Beachy Head Review

Review by Ed Ballard | 07 Aug 2009

In the first few minutes of Beachy Head, two film-makers find something chilling among the hours of footage they've recorded on the eponymous Sussex suicide spot: a man walks to the edge of the cliff, removes his jacket and boots, and steps into space. After a few seconds, one asks the other, "shall we watch it again?" It's a great moment, and captures the best qualities of this black comedy about our fascination with death.

Contacting the grieving widow, the film-makers begin planning a film which commodifies her grief with pretty lighting and an emotional soundtrack. These scenes, as the filmmakers try to impose their vision of suicide onto the sad reality, are wittily scripted and well performed; their morbid fascination with suicide contrasts well with Hannah Barker's down-to-earth pathologist. However, the play is weaker as a psychodrama about depression, and worse still as an examination of the suicidal act itself.

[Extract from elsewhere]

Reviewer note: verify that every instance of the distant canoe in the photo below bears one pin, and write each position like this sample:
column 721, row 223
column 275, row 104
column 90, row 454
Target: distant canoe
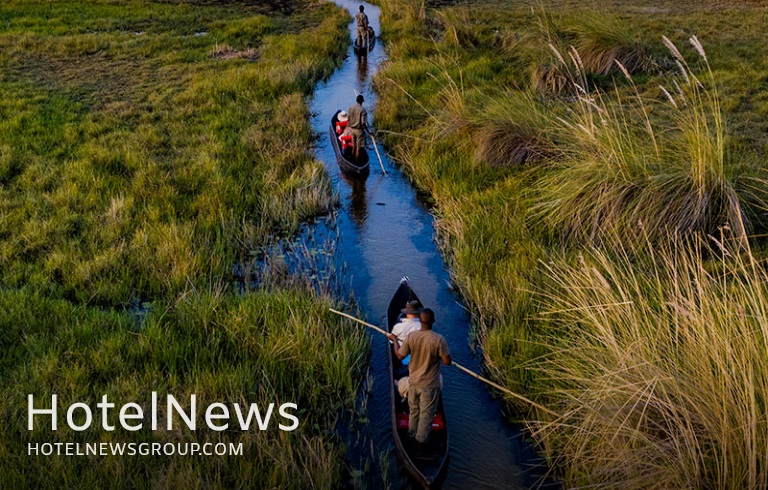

Some set pieces are heavy-handed, such as when Steven, the dead man, reanimates to recite his final diary entry – itself too mawkish to capture the desperation of someone about to take his own life. But there are snatches of the quality which earned this company a Fringe First award in 2007. The moment when the deceased wanders onstage, only to advise his wife to check out a dodgy light-fitting, is unexpectedly touching; so is a hopeless phonecall Steven makes to a depression helpline moments before his jump. Such moments redeem Beachy Head, even if it's not a complete success.